One of the compelling underlying themes of ‘The Wayward Spy’ is the decades-long paralysis of the Arab-Israel conflict. Here’s a seemingly perceptive quote by Michael Vaux, the book’s protaganist:
‘The Israelis are experts at prevaricating, playing for time. I don’t think they’ll ever come to terms with the Arabs until the Arabs themselves present a cogent, articulate argument.’ Vaux goes on to say he wants to help the Palestinians in their struggle for an autonomous homeland. Until, he suggests, ‘the West collectively decides to pressure the tough little bully of the neighborhood to comply with international law.’
The resumption of settlement construction on the West Bank and in east Jerusalem is a timely reminder perhaps that Israeli policy has never really changed–since the above quote by Vaux in the early 1990’s, the period covered by the novel. Plus ca change…

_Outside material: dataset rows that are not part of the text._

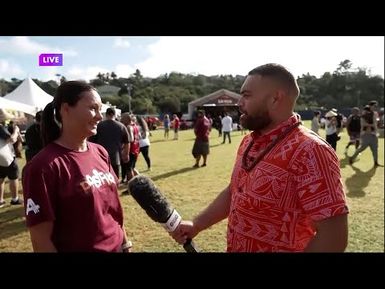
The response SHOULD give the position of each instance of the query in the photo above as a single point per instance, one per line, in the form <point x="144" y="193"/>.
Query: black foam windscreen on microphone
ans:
<point x="148" y="196"/>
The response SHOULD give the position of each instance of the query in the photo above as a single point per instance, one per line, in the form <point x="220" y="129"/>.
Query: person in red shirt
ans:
<point x="201" y="145"/>
<point x="70" y="188"/>
<point x="176" y="124"/>
<point x="285" y="193"/>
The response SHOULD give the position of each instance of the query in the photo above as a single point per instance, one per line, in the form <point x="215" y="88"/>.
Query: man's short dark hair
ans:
<point x="38" y="116"/>
<point x="279" y="73"/>
<point x="110" y="111"/>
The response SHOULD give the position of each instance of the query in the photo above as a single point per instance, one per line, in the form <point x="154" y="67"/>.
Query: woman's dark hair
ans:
<point x="68" y="92"/>
<point x="142" y="122"/>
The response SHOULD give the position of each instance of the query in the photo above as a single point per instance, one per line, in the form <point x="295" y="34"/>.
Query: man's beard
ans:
<point x="257" y="123"/>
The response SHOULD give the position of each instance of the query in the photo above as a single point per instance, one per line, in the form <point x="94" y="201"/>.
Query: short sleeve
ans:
<point x="39" y="185"/>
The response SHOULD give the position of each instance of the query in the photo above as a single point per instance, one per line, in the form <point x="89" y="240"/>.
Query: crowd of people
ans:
<point x="274" y="201"/>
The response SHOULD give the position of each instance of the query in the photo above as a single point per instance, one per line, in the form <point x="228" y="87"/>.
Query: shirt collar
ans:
<point x="272" y="134"/>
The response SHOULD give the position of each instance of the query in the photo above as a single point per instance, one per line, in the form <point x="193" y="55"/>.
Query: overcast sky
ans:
<point x="84" y="57"/>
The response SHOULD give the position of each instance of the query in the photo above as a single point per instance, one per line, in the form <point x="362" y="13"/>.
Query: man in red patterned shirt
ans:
<point x="285" y="193"/>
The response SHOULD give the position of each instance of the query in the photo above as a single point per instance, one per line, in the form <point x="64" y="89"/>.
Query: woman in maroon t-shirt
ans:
<point x="70" y="191"/>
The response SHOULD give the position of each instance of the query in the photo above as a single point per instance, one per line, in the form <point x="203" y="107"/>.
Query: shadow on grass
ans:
<point x="344" y="162"/>
<point x="358" y="182"/>
<point x="216" y="145"/>
<point x="9" y="227"/>
<point x="172" y="173"/>
<point x="159" y="140"/>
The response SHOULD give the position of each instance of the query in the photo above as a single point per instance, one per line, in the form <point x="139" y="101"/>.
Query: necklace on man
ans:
<point x="248" y="167"/>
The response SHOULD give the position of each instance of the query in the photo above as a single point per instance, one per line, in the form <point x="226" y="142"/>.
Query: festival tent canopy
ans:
<point x="29" y="93"/>
<point x="17" y="106"/>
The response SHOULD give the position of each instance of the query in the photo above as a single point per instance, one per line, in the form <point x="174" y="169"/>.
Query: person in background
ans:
<point x="113" y="136"/>
<point x="285" y="193"/>
<point x="368" y="134"/>
<point x="144" y="141"/>
<point x="331" y="129"/>
<point x="18" y="145"/>
<point x="8" y="165"/>
<point x="353" y="127"/>
<point x="315" y="122"/>
<point x="227" y="127"/>
<point x="33" y="138"/>
<point x="166" y="125"/>
<point x="70" y="189"/>
<point x="201" y="146"/>
<point x="176" y="124"/>
<point x="128" y="169"/>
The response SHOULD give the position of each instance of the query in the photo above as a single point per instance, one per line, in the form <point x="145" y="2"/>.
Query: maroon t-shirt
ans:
<point x="78" y="192"/>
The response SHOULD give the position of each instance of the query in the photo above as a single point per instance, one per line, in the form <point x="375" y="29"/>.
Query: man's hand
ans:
<point x="184" y="231"/>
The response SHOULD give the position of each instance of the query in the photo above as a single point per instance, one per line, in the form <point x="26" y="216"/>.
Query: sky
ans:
<point x="85" y="56"/>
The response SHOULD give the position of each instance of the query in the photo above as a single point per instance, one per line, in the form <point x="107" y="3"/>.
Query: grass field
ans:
<point x="190" y="190"/>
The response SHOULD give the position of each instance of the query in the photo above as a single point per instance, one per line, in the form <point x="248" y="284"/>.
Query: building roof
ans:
<point x="216" y="97"/>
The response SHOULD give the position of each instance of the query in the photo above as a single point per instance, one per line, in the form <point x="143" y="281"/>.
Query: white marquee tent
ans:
<point x="29" y="98"/>
<point x="17" y="106"/>
<point x="29" y="93"/>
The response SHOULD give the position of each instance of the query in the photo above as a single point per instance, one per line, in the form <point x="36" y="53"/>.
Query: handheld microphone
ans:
<point x="148" y="196"/>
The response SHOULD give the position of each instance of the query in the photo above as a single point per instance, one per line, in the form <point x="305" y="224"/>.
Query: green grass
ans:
<point x="190" y="190"/>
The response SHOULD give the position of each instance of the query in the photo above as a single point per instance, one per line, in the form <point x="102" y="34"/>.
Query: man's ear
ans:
<point x="64" y="108"/>
<point x="277" y="97"/>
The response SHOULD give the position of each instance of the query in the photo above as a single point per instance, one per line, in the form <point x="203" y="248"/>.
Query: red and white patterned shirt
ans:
<point x="274" y="205"/>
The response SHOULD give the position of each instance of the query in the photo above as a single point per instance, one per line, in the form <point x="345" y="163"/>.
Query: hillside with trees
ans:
<point x="171" y="92"/>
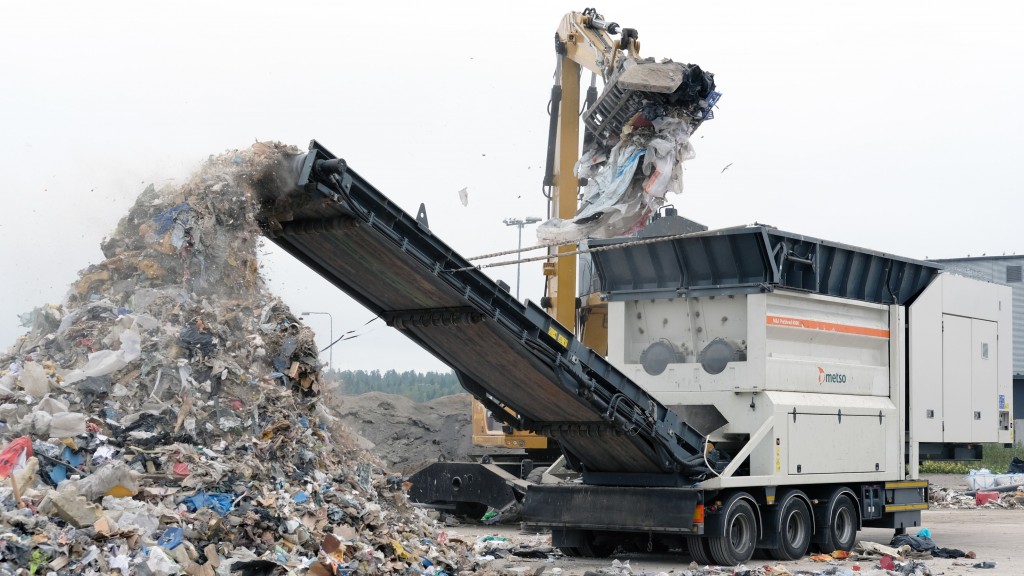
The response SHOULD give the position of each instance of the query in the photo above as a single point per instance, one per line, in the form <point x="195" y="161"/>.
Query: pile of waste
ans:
<point x="949" y="498"/>
<point x="167" y="417"/>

Chris Greene, a junior diplomat and MI6 operative who has just been posted to broiling Cairo, disagrees with his friend. ‘I believe that slowly but surely we are breaking the impasse…they’re talking about a road map now, a step-by-step process of building confidence and eventually working out a compromise.’
Vaux’s final take on the Middle East mess will surprise readers, as much perhaps as he surprises himself.